Scott Morrison has promised to help Australians stranded overseas return home once the country hits an 80 per cent double-dosed vaccination target.
Speaking from Washington DC following talks with leaders from United States, India and Japan at the Quad meeting, the Prime Minister said Aussies would be able to travel once 80 per cent of the eligible population had received both Covid-19 jabs.
But he could not guarantee all Australians who applied to return with the Department of Foreign Affairs and Trade would be able to come home by Christmas.
“We have been running more commercial flights and if we need to, we will (run more), but once we hit 80 per cent vaccinations, then that means Australians will be able to travel in those states that are opening up,” he told reporters on Saturday morning.
“They will be able to get on planes and go overseas and come home, and that means Australians who are overseas and who are vaccinated with the vaccines that are recognised in Australia will be able to get on planes and come to Australia.”
Mr Morrison said arrival caps for vaccinated Aussies would be lifted.
“That means there will be the commercial demand for those flights to be put on,” he said.
“I don’t think Qantas will have to be encouraged to start running those flights and putting people on seats, and I’m looking forward to them getting on with that job, because that’s the business they are in.”
Mr Morrison also said climate change and clean energy was discussed in the meeting.

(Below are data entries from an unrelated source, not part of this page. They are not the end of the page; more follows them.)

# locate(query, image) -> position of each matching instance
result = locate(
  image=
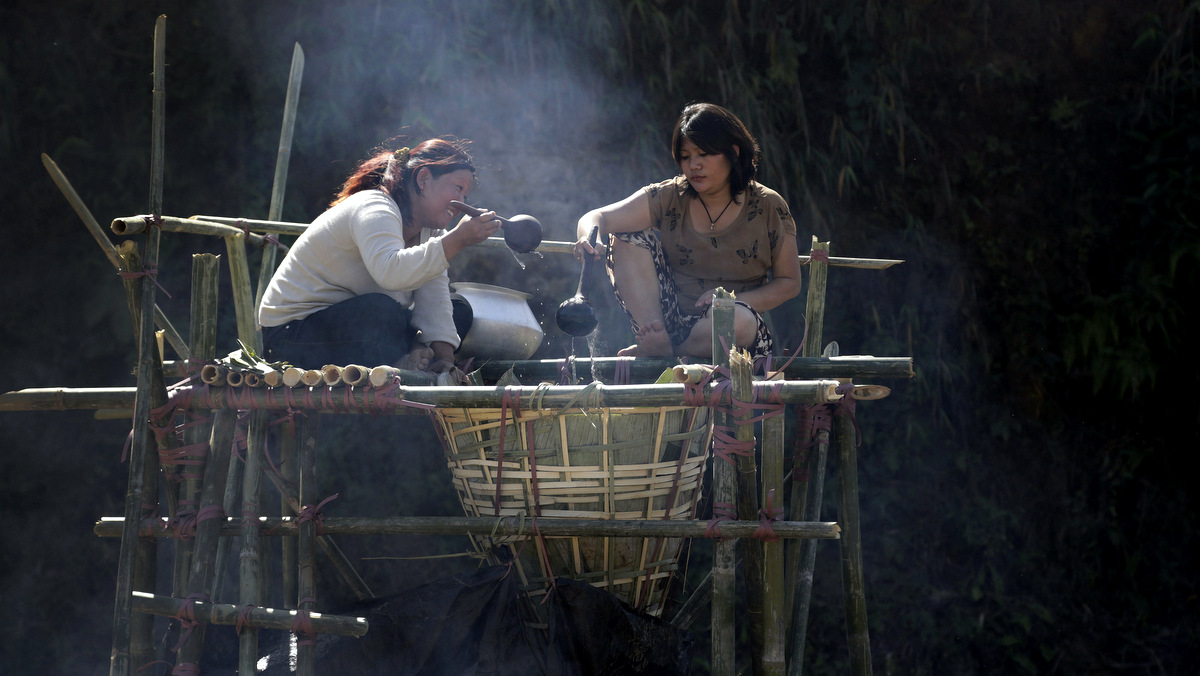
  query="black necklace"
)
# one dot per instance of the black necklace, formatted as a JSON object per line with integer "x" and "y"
{"x": 712, "y": 221}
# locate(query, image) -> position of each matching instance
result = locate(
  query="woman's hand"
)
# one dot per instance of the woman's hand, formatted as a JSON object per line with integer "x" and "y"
{"x": 472, "y": 231}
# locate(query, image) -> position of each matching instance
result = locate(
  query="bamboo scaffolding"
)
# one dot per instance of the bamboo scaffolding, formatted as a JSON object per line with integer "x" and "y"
{"x": 367, "y": 400}
{"x": 774, "y": 590}
{"x": 145, "y": 561}
{"x": 250, "y": 570}
{"x": 546, "y": 246}
{"x": 267, "y": 267}
{"x": 202, "y": 340}
{"x": 285, "y": 526}
{"x": 724, "y": 498}
{"x": 855, "y": 596}
{"x": 120, "y": 656}
{"x": 808, "y": 483}
{"x": 208, "y": 531}
{"x": 256, "y": 618}
{"x": 648, "y": 369}
{"x": 306, "y": 579}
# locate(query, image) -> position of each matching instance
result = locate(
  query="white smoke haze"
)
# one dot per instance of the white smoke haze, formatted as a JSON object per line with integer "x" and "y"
{"x": 553, "y": 132}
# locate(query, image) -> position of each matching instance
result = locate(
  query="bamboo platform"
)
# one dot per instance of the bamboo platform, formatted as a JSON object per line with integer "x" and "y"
{"x": 760, "y": 516}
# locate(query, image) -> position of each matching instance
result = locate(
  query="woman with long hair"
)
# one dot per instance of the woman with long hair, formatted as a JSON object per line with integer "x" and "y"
{"x": 366, "y": 282}
{"x": 672, "y": 243}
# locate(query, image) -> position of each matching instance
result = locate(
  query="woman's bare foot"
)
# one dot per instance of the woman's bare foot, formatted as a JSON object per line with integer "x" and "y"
{"x": 653, "y": 340}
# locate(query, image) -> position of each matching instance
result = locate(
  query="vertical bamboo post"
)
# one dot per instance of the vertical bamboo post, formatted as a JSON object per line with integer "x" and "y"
{"x": 208, "y": 528}
{"x": 291, "y": 478}
{"x": 724, "y": 495}
{"x": 145, "y": 560}
{"x": 281, "y": 167}
{"x": 774, "y": 602}
{"x": 307, "y": 569}
{"x": 202, "y": 341}
{"x": 123, "y": 610}
{"x": 851, "y": 545}
{"x": 250, "y": 591}
{"x": 808, "y": 478}
{"x": 742, "y": 389}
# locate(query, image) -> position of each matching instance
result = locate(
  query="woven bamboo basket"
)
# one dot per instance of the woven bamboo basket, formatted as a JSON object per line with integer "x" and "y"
{"x": 583, "y": 464}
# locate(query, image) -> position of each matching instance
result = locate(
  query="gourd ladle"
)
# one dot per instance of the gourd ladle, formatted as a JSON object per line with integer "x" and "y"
{"x": 522, "y": 232}
{"x": 575, "y": 316}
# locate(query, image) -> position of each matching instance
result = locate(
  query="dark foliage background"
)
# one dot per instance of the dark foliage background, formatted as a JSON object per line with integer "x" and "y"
{"x": 1026, "y": 503}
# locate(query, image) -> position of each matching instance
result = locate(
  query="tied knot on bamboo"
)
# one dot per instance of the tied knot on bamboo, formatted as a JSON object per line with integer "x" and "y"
{"x": 312, "y": 513}
{"x": 721, "y": 512}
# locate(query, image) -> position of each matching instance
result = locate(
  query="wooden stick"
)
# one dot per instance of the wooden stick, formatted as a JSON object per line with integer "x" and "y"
{"x": 724, "y": 498}
{"x": 208, "y": 531}
{"x": 120, "y": 656}
{"x": 249, "y": 590}
{"x": 801, "y": 557}
{"x": 742, "y": 384}
{"x": 257, "y": 618}
{"x": 267, "y": 267}
{"x": 276, "y": 526}
{"x": 307, "y": 568}
{"x": 857, "y": 636}
{"x": 366, "y": 400}
{"x": 60, "y": 179}
{"x": 137, "y": 225}
{"x": 773, "y": 574}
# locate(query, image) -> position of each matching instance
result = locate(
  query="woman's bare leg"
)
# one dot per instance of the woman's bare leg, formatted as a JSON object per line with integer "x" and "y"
{"x": 637, "y": 281}
{"x": 700, "y": 341}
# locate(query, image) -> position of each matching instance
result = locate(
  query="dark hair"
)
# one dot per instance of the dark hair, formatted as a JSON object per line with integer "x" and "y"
{"x": 391, "y": 171}
{"x": 715, "y": 130}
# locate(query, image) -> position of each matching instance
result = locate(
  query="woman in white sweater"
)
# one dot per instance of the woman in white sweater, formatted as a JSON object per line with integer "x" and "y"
{"x": 371, "y": 271}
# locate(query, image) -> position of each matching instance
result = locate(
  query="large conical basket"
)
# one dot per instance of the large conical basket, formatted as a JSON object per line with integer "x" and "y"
{"x": 610, "y": 464}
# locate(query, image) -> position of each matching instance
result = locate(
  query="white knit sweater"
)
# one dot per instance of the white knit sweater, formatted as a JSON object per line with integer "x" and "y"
{"x": 358, "y": 247}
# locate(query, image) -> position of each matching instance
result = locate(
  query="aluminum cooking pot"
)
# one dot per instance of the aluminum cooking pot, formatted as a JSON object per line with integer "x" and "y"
{"x": 495, "y": 322}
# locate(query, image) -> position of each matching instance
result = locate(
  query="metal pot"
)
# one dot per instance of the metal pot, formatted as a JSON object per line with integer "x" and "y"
{"x": 495, "y": 322}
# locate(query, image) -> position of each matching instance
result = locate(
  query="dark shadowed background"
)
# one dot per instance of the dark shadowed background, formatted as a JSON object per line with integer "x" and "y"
{"x": 1026, "y": 507}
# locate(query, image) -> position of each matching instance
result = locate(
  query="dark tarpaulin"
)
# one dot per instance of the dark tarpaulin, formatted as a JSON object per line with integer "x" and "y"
{"x": 474, "y": 623}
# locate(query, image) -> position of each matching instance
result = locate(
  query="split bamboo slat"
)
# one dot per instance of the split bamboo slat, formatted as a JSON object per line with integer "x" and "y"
{"x": 808, "y": 479}
{"x": 120, "y": 657}
{"x": 724, "y": 492}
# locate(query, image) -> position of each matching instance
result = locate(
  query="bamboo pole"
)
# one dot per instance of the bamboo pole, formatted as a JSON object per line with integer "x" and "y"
{"x": 120, "y": 657}
{"x": 808, "y": 483}
{"x": 251, "y": 543}
{"x": 306, "y": 560}
{"x": 145, "y": 561}
{"x": 857, "y": 636}
{"x": 742, "y": 384}
{"x": 137, "y": 225}
{"x": 277, "y": 526}
{"x": 366, "y": 400}
{"x": 724, "y": 498}
{"x": 208, "y": 531}
{"x": 202, "y": 340}
{"x": 257, "y": 618}
{"x": 648, "y": 369}
{"x": 267, "y": 267}
{"x": 775, "y": 592}
{"x": 97, "y": 233}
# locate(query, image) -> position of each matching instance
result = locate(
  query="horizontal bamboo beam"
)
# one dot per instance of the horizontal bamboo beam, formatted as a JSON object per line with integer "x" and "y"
{"x": 111, "y": 526}
{"x": 136, "y": 225}
{"x": 285, "y": 227}
{"x": 258, "y": 617}
{"x": 403, "y": 399}
{"x": 648, "y": 369}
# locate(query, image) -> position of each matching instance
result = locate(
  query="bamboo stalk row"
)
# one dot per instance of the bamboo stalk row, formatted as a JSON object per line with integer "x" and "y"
{"x": 287, "y": 526}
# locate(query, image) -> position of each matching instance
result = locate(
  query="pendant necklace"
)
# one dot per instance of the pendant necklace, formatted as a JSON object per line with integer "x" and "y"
{"x": 712, "y": 221}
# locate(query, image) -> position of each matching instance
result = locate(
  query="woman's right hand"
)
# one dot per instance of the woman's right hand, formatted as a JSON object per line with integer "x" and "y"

“When it comes to climate there was a real sense of resolve, and not just about the ‘if’ question but how we can support particularly developing countries within the Indo-Pacific to get access to the clean energy technology that enables them to transition their economies, just like Australia is seeking to transition our economy,” he said.
The PM said a clean energy supply chain summit would be held next year in Australia.
“A road map would be developed over the next 12 months that can see how we can combine the best scientific knowledge, industry knowledge and academics coming together to ensure we can transfer our energy technology to clean energy technology,” Mr Morrison said.
The PM arrived in the US early this week to discuss with US President Joe Biden the contentious nuclear-powered submarine decision, as well as the Quad meeting.